Mereka itu menganggap dirinya lebih berhak untuk berdiam di tanah Belanda, 
karena 'ke- asli- annya' itu. Lalu, ada yang bilang, kalau begitu perumusannya, 
bagaimana dengan Beatrix itu, Ratu Kerajaan Belanda. Menurut penggolongan itu, 
jadinya Beatrix tergolong 'allochtoon'. Bukankah bapaknya, yaitu Pangeran 
Bernhard, asalnya warganegara Jerman??? Tambahan lagi, suami Ratu Beatrix, 
yaitu Pangeran Clause almarhum, tadinya juga warganegara Jerman. Tambah lagi: 
Putra Mahkota, Pangeran Willem Alexander, anaknya Ratu Beatrix kawin dengan 
warganegara Argentina. Wah,wah, wah, lalau kemana mau dikatagorikan 
kewarganegaraan putri-putri Willem Alexander dan istrinya Maxima. Apakah beliau 
itu, 'autochtoon', ataukah lebih tepatnya, 'allochtoon'? Kan jadi repot 
sendiri! Ulahnya CBS bikin macam-nacan katagori penduduk. Mungkin bukan begitu 
maksudnya! Dimaksudkan secara adminstratif saja membagi-bagi demikian itu.

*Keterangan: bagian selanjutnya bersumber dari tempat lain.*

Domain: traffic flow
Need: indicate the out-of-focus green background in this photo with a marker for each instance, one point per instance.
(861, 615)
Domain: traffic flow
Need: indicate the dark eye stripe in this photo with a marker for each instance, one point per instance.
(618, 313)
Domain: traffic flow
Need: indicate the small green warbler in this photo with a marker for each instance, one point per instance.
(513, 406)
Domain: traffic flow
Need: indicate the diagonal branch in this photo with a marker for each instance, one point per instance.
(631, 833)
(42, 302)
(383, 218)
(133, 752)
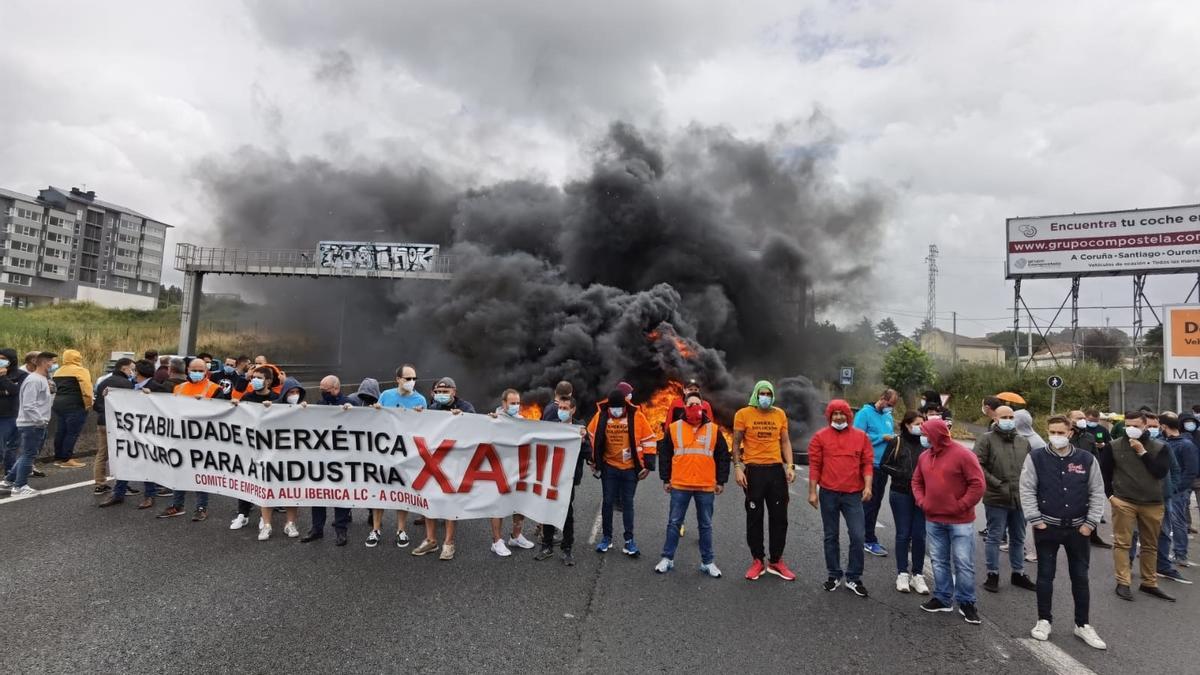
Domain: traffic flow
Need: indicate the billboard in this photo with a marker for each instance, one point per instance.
(1104, 244)
(1181, 344)
(373, 255)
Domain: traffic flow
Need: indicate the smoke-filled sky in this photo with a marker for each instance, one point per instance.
(953, 115)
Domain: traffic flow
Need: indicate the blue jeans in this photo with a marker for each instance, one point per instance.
(910, 530)
(1179, 521)
(31, 438)
(947, 541)
(67, 432)
(121, 487)
(618, 484)
(10, 442)
(202, 500)
(871, 511)
(679, 500)
(1000, 520)
(850, 507)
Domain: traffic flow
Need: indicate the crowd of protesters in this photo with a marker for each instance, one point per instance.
(1143, 467)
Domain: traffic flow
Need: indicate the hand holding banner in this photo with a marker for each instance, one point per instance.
(431, 463)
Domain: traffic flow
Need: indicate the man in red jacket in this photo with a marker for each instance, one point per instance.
(947, 485)
(840, 461)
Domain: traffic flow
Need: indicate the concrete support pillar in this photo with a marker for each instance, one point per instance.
(190, 314)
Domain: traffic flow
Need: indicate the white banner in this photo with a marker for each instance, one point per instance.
(431, 463)
(1135, 242)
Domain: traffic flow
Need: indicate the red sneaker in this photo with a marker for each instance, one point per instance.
(781, 571)
(756, 569)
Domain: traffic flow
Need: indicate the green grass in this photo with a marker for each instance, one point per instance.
(95, 332)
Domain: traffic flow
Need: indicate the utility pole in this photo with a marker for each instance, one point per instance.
(931, 300)
(954, 329)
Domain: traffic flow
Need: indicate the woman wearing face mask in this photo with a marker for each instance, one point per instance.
(292, 393)
(509, 408)
(258, 390)
(899, 463)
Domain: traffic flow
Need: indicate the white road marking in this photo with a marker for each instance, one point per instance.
(595, 530)
(1054, 657)
(47, 491)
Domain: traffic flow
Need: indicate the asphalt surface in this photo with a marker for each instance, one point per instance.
(118, 590)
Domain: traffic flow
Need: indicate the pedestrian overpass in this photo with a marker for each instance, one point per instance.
(196, 262)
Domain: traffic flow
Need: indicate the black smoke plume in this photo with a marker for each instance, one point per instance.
(694, 256)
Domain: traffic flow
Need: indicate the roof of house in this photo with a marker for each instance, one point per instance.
(964, 341)
(101, 203)
(21, 196)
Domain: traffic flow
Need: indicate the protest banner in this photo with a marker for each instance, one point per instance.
(437, 464)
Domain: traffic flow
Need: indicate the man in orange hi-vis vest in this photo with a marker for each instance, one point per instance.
(694, 464)
(201, 387)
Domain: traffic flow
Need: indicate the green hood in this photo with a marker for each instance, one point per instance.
(760, 384)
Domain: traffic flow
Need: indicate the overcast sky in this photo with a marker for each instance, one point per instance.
(966, 112)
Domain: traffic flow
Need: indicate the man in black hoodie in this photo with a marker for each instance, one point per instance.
(11, 376)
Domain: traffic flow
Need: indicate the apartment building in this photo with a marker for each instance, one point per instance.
(69, 245)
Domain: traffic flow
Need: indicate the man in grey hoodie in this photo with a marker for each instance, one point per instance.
(1001, 454)
(33, 418)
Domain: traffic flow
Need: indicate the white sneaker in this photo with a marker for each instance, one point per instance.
(520, 542)
(917, 581)
(1089, 635)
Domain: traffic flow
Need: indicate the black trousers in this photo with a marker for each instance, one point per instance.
(1078, 549)
(767, 489)
(547, 531)
(341, 519)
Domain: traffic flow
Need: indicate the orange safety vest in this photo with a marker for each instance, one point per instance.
(205, 388)
(693, 466)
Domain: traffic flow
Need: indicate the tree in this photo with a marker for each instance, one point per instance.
(1103, 345)
(888, 334)
(907, 369)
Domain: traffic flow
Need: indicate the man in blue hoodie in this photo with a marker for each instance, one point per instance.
(1188, 457)
(876, 420)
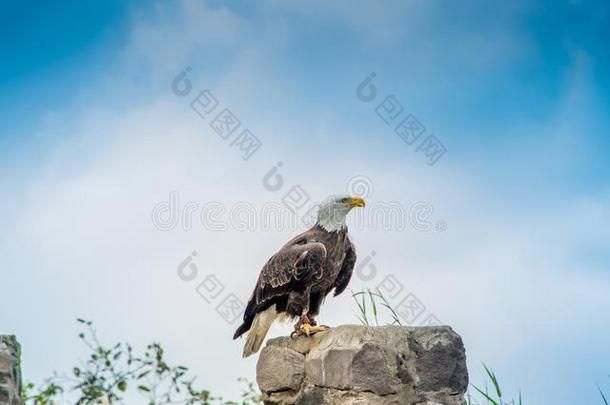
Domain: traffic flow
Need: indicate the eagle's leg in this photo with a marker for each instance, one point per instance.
(307, 326)
(315, 326)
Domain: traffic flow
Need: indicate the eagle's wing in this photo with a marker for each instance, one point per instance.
(347, 267)
(295, 263)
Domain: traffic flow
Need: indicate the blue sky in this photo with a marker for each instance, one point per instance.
(91, 138)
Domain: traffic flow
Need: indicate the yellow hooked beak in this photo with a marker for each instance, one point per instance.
(356, 202)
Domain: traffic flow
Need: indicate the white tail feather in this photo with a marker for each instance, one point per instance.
(260, 326)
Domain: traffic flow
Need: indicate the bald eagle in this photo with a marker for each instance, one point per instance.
(295, 281)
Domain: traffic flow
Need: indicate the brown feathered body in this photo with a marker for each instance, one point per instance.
(296, 279)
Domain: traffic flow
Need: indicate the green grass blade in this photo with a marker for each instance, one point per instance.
(486, 396)
(602, 394)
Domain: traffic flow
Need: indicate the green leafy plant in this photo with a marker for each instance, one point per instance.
(112, 372)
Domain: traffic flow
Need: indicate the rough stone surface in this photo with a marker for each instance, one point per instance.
(10, 371)
(362, 365)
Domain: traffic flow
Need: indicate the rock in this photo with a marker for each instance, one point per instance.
(362, 365)
(10, 371)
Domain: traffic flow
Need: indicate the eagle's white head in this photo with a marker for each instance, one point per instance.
(333, 210)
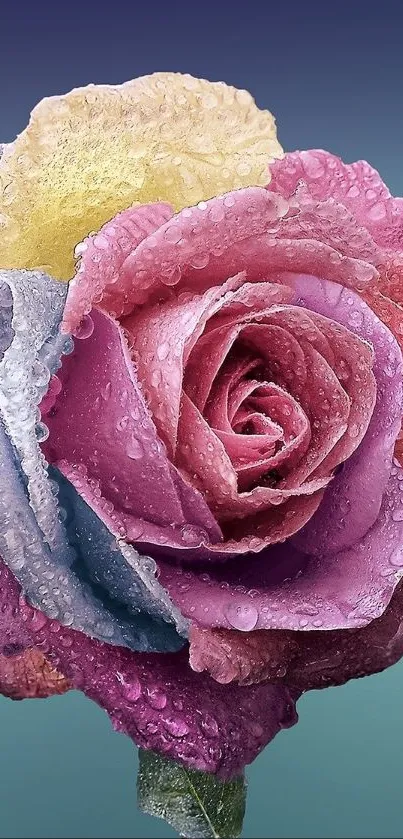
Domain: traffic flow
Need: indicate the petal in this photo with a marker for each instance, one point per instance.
(203, 455)
(95, 151)
(243, 657)
(354, 497)
(356, 186)
(101, 258)
(284, 589)
(323, 187)
(101, 420)
(27, 675)
(307, 660)
(156, 700)
(162, 338)
(251, 230)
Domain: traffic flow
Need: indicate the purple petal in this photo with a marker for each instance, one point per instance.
(101, 421)
(156, 699)
(352, 501)
(284, 589)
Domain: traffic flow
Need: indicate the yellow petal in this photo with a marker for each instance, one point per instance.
(95, 151)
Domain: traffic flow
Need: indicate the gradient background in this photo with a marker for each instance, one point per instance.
(333, 76)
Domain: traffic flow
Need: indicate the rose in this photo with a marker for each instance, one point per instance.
(307, 248)
(151, 698)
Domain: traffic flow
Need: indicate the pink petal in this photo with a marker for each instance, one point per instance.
(101, 421)
(354, 497)
(285, 589)
(162, 337)
(157, 700)
(249, 230)
(356, 186)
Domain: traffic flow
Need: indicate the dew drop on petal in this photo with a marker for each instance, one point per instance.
(242, 617)
(85, 328)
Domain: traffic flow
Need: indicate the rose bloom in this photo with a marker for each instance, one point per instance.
(223, 429)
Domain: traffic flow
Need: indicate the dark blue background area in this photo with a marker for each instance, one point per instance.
(332, 73)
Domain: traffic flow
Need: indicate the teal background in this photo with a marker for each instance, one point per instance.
(333, 75)
(338, 773)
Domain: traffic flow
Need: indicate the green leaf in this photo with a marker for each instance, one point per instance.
(196, 804)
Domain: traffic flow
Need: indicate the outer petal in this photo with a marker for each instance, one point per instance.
(157, 700)
(251, 230)
(354, 497)
(309, 660)
(95, 151)
(27, 675)
(285, 589)
(357, 186)
(318, 179)
(33, 540)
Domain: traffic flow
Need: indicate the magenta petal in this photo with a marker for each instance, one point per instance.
(356, 186)
(285, 589)
(101, 420)
(99, 274)
(156, 699)
(353, 499)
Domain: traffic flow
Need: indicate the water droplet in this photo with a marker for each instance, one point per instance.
(209, 725)
(193, 535)
(243, 617)
(68, 346)
(106, 391)
(163, 350)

  OK-lah! Sekarang ini, kita tidak memperdebatkan tentang 'allochtoon' dan 
'autochtoon'. Apakah benar yang 'autochtoon' itu adalah yang asli-Belanda, dan 
oleh karena itu lebih berhak tinggal di Belanda. Sedangkan yang 'allochtoon' 
itu adalah pendatang, jadinya semacam 'non-pri' menurut istilah zaman Orba di 
Indonesia dulu.




  Tidak, kita tidak diskusi mengenai soal ini. Barangkali lain kali saja!




  Baca terus!




  * * *




  Kuteruskan cerita PARTIKELIRAN ini. Pagi itu cuaca cerah. Matahari 
memancarkan sinar hangatnya. Ada sedikit angin sejuk. Tak ada hujan. Cuaca yang 
ideal, fikirku. Enak sekali untuk bersepeda.




  Jadi, aku ingin bersepeda ke klinik gigi memenuhi 'pengaturan' dokter. Jarak 
rumah kami ke klinik gigi itu tak seberapa. Tidak sampai seperempat jam 
bersepeda sudah sampai. Naik bus juga bisa. Tapi dari rumah harus jalan kaki 
dulu. Kira-kira sepuluh menit ke halte-bus. Menantikan bus berikutnya. Beberapa 
menit saja. Terkadang, kalau waktunya kebetulan tidak nge-pas, terpaksa nunggu 
sampai 10 menit.




  Walhasil, aku fikir, lebih baik bersepeda saja. Sehat! Pernah dokter bilang: 
Antara naik mobil dengan berkendaraan umum, pilihlah kendaraan umum. Kalau bisa 
bersepeda itu lebih baik. Jalan kaki adalah yang paling baik. Itu paling sehat, 
kata dokter.




  * * *




  Untuk menghemat waktu, bersepedalah aku ke dokter gigi.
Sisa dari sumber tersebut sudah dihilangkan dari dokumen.